Alegou, ainda, que em junho de 2015 – depois, portanto, da realização da Copa -, o governo brasileiro editou o Decreto nº 8.463. Pela norma, a exigência de bandeira brasileira não se aplicaria às importações de mercadorias para uso ou consumo exclusivo na organização e realização de eventos.
A primeira instância administrativa, ao analisar o caso, manteve a autuação. Considerou que a norma publicada em 2015 valeria apenas para fatos futuros e não poderia retroagir.
Para os julgadores, a edição após a realização dos eventos não seria suficiente para determinar que o decreto possui caráter interpretativo e que seus termos atribuíram novo cenário para o aproveitamento da isenção.
No Carf, porém, o entendimento foi diferente. A 1ª Turma Ordinária da 3ª Câmara da 3ª Seção avaliou se tratar de regra interpretativa, que possibilitaria a aplicação para fatos anteriores à edição da norma.

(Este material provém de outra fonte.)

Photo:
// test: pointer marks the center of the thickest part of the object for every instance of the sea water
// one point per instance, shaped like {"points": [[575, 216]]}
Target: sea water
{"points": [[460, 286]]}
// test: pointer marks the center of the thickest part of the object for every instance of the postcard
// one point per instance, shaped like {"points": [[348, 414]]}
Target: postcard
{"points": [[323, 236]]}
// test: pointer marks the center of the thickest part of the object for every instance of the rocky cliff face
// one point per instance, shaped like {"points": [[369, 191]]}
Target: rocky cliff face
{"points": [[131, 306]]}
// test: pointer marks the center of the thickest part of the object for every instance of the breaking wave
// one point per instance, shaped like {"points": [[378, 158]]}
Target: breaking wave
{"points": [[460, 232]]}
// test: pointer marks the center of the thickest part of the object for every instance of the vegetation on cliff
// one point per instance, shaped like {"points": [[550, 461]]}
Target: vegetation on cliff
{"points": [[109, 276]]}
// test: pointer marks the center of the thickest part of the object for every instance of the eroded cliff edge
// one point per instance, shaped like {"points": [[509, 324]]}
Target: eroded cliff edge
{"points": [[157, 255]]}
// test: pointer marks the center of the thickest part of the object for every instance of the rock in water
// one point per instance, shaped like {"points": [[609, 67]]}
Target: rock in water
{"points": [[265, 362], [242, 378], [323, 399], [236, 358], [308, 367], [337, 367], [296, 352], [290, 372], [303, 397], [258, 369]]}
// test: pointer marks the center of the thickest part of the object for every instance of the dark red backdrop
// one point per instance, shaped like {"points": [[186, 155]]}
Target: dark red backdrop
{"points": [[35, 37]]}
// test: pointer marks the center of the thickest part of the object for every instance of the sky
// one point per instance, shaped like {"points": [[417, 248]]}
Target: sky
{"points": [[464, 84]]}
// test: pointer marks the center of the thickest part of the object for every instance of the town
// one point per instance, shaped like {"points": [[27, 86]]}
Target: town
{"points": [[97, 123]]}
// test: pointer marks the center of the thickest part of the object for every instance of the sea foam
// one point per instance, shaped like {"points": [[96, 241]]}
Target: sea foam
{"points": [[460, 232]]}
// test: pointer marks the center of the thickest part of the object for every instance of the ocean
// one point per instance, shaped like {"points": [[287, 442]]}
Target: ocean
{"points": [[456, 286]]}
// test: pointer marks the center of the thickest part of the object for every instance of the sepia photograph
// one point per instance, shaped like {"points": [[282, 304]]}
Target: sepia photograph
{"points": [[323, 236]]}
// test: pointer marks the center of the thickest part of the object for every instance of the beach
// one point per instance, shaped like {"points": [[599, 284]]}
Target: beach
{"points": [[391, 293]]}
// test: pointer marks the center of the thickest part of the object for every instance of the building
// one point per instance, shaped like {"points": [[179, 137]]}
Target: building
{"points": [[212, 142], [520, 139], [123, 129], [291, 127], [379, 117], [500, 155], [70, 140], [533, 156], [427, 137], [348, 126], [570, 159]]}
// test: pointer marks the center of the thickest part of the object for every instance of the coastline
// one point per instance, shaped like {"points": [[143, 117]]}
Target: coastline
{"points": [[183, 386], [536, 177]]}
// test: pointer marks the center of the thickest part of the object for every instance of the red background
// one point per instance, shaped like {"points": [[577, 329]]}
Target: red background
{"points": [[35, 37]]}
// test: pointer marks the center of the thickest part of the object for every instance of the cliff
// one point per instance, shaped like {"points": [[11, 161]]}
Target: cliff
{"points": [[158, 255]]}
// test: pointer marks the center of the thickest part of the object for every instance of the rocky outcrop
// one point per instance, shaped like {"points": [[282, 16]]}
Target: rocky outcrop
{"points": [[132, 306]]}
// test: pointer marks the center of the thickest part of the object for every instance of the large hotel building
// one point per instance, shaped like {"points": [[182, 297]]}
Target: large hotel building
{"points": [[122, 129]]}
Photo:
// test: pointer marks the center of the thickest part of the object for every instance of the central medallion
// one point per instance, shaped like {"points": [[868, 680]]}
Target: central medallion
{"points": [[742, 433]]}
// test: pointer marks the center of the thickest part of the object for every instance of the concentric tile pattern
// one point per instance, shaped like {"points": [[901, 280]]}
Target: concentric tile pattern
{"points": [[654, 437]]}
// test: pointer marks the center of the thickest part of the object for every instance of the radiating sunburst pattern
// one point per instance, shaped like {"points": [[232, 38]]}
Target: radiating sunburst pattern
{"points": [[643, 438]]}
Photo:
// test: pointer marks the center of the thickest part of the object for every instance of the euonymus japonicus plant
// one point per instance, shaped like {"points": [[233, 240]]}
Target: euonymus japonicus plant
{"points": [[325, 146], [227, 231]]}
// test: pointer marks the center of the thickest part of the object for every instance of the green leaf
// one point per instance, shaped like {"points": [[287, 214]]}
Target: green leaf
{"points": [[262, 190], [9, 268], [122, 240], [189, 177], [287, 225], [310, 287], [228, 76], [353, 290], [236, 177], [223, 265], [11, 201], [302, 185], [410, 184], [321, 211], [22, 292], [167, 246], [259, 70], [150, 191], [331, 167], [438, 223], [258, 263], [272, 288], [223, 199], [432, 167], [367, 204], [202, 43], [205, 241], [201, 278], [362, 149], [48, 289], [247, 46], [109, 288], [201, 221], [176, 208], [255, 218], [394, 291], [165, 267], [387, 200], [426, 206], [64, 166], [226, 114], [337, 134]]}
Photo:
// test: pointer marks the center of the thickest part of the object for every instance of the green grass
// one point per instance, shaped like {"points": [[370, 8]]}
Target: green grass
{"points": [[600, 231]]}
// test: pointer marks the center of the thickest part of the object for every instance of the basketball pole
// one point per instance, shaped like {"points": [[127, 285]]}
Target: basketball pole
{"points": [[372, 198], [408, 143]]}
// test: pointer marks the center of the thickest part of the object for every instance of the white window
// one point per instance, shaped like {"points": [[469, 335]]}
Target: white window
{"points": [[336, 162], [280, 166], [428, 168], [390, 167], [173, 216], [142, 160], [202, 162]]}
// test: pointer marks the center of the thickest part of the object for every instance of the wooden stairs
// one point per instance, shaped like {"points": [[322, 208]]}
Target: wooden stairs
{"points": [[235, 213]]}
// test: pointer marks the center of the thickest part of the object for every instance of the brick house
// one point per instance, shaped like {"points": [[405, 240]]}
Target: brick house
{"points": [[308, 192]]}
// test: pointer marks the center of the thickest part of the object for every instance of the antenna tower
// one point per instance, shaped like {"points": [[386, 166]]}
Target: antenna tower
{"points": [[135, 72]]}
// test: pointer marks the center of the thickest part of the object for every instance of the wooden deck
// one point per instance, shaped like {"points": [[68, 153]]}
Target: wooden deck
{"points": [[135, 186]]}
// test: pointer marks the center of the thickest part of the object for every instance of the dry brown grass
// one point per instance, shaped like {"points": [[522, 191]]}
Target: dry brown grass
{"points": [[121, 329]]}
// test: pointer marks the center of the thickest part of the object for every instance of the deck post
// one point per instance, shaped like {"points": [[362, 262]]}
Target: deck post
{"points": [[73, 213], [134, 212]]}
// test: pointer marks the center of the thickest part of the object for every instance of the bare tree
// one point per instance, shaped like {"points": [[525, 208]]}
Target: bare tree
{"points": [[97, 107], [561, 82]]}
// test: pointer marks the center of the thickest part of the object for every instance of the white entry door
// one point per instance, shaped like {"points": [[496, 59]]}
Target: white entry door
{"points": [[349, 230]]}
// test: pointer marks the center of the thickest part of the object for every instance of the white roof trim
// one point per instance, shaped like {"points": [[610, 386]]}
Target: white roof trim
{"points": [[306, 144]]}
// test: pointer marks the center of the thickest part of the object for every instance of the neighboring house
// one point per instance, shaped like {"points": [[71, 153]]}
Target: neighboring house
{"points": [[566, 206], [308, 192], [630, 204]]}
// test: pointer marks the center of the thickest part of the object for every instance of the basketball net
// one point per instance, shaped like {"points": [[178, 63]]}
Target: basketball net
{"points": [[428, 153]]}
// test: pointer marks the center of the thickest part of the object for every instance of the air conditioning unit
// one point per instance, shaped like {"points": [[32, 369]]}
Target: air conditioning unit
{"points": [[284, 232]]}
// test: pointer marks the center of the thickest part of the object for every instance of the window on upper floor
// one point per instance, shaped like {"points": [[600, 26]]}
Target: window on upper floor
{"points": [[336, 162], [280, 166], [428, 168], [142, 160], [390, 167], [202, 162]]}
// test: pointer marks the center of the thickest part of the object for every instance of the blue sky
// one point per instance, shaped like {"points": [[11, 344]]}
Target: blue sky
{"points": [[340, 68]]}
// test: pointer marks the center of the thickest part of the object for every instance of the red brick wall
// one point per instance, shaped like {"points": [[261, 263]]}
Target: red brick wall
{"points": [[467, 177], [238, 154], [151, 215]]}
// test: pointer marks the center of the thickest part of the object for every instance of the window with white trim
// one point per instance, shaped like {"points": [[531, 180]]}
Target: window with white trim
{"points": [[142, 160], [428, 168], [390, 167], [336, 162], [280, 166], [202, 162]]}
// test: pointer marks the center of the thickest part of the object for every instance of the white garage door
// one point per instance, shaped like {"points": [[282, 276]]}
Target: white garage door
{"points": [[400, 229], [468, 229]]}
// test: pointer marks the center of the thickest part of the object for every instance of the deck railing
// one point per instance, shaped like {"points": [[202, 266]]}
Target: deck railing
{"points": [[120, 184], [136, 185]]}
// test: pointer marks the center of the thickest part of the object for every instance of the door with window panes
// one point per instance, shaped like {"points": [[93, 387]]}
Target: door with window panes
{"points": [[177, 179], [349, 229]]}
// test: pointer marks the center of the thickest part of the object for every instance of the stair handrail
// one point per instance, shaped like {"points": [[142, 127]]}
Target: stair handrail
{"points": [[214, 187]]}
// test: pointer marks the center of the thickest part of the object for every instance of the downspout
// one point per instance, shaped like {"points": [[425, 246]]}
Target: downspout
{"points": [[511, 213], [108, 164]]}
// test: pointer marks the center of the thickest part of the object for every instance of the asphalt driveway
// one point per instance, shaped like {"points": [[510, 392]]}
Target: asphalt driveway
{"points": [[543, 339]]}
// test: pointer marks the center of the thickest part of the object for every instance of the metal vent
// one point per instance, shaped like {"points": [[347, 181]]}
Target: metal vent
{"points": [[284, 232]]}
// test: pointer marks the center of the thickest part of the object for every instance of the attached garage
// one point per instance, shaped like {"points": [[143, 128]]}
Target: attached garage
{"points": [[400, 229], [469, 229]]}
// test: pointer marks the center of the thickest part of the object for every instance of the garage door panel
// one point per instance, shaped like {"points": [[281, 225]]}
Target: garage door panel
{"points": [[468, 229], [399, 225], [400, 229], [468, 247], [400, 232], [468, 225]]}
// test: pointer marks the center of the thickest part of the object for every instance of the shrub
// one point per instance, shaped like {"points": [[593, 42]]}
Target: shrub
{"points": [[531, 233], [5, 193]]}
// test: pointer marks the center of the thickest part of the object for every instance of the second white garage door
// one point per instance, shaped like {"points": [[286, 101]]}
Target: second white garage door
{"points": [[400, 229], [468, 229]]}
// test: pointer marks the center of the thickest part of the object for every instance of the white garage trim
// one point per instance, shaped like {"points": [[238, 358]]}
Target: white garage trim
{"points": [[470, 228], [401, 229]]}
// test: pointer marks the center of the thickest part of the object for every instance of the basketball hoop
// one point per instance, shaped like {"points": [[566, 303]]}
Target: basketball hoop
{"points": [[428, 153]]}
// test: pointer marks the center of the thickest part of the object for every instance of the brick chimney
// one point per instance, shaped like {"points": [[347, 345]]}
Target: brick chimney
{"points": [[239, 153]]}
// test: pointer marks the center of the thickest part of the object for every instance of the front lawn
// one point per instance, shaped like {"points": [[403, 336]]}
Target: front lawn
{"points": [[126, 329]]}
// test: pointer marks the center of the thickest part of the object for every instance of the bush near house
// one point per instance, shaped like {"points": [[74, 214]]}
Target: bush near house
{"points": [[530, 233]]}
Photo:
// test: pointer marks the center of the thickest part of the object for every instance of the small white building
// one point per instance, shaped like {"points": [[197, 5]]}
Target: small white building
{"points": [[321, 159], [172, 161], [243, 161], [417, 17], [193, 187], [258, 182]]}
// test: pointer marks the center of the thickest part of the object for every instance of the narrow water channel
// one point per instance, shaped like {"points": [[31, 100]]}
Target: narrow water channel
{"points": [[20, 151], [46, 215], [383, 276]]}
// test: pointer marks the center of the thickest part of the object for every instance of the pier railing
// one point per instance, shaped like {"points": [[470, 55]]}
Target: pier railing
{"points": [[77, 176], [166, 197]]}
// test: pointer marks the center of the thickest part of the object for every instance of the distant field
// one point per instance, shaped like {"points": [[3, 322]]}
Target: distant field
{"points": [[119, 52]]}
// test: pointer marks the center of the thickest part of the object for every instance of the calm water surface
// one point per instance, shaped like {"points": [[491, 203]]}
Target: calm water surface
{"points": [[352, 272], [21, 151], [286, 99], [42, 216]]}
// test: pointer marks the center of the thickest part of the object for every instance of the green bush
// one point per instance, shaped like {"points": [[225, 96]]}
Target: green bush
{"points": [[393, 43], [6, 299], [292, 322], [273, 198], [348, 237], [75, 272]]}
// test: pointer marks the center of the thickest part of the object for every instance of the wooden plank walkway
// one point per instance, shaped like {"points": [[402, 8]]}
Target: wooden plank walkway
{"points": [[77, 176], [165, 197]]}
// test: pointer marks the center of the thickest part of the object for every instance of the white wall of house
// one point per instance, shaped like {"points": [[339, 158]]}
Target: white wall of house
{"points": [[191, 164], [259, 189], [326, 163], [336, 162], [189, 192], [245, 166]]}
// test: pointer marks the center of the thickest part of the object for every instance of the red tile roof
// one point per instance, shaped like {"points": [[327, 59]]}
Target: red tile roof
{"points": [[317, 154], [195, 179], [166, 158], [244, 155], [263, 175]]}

O relator, conselheiro Rodrigo Lorenzon Yunan Gassibe, frisou o fato de o decreto dizer respeito a eventos que já haviam sido realizados no momento da publicação da norma.
“Caso o decreto não se aplicasse desde o início da validade da lei, não restaria propósito na letra do seu artigo 28, o que seria uma afronta ao princípio no qual não se presumem, na lei, palavras inúteis”, afirma o conselheiro, em seu voto.
Segundo advogados, os conselheiros também reconhecem, na decisão, que a lei específica sobre o tratamento tributário na Copa prevalece sobre uma norma geral editada nos anos 1960.
Gabriel Penna Rocha ainda chama atenção para o fato de o relator ter aplicado ao caso um princípio do direito penal chamado de “abolitio criminis”, ou seja, quando a lei deixa de considerar uma conduta como ilícita.
No caso, a perda do benefício fiscal por transporte de mercadoria em navio estrangeiro deixou de existir a partir de 2021. Segundo o advogado, trata-se de um reforço de argumentação para empresas autuadas por esse motivo, para além das importações para a Copa do Mundo.
“É um precedente para dar mais força às defesas das empresas em casos anteriores à revogação”, diz o advogado.
O caso da Fifa transitou em julgado no Carf, ou seja, não cabe mais recurso (processo nº 11762.720054/2015-84). O valor de R$ 6,6 milhões é referente a autuações de 2013 e 2014.
Em nota enviada ao Valor, a Procuradoria-Geral da Fazenda Nacional (PGFN) afirma que o tema é bastante específico, e que identificou apenas a decisão proferida no processo envolvendo a entidade.